In my database, I have a relationship like this:
(u:User)-[r1:LISTENS_TO]->(a:Artist)<-[r2:LISTENS_TO]-(u2:User)
I want to perform a query where for a given user, I find the common artists between that user and every other user.
To give an idea of size of my database, I have about 600 users, 47,546 artists, and 184,211 relationships between users and artists.

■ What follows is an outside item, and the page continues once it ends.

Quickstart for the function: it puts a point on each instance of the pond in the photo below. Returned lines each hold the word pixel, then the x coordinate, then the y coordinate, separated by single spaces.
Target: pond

The first query I was trying was the following:
START me=node(553314), other=node:userLocations("withinDistance:[38.89037,-77.03196,80.467]")
OPTIONAL MATCH
pMutualArtists=(me:User)-[ar1:LISTENS_TO]->(a:Artist)<-[ar2:LISTENS_TO]-(other:User)
WHERE
other:User
WITH other, COUNT(DISTINCT pMutualArtists) AS mutualArtists
ORDER BY mutualArtists DESC
LIMIT 10
RETURN other.username, mutualArtists
This was taking around 20 seconds to return. The profile for this query is as follows:
+----------------------+-------+--------+------------------------+------------------------------------------------------------------------------------------------+
| Operator | Rows | DbHits | Identifiers | Other |
+----------------------+-------+--------+------------------------+------------------------------------------------------------------------------------------------+
| ColumnFilter(0) | 10 | 0 | | keep columns other.username, mutualArtists |
| Extract | 10 | 20 | | other.username |
| ColumnFilter(1) | 10 | 0 | | keep columns other, mutualArtists |
| Top | 10 | 0 | | { AUTOINT0}; Cached( INTERNAL_AGGREGATEb6facb18-1c5d-45a6-83bf-a75c25ba6baf of type Integer) |
| EagerAggregation | 563 | 0 | | other |
| OptionalMatch | 52806 | 0 | | |
| Eager(0) | 563 | 0 | | |
| NodeByIndexQuery(1) | 563 | 564 | other, other | Literal(withinDistance:[38.89037,-77.03196,80.467]); userLocations |
| NodeById(1) | 1 | 1 | me, me | Literal(List(553314)) |
| Eager(1) | 82 | 0 | | |
| ExtractPath | 82 | 0 | pMutualArtists | |
| Filter(0) | 82 | 82 | | (hasLabel(a:Artist(1)) AND NOT(ar1 == ar2)) |
| SimplePatternMatcher | 82 | 82 | a, me, ar2, ar1, other | |
| Filter(1) | 1 | 3 | | ((hasLabel(me:User(3)) AND hasLabel(other:User(3))) AND hasLabel(other:User(3))) |
| NodeByIndexQuery(1) | 563 | 564 | other, other | Literal(withinDistance:[38.89037,-77.03196,80.467]); userLocations |
| NodeById(1) | 1 | 1 | me, me | Literal(List(553314)) |
+----------------------+-------+--------+------------------------+------------------------------------------------------------------------------------------------+
I was frustrated. It didn't seem like this should take 20 seconds.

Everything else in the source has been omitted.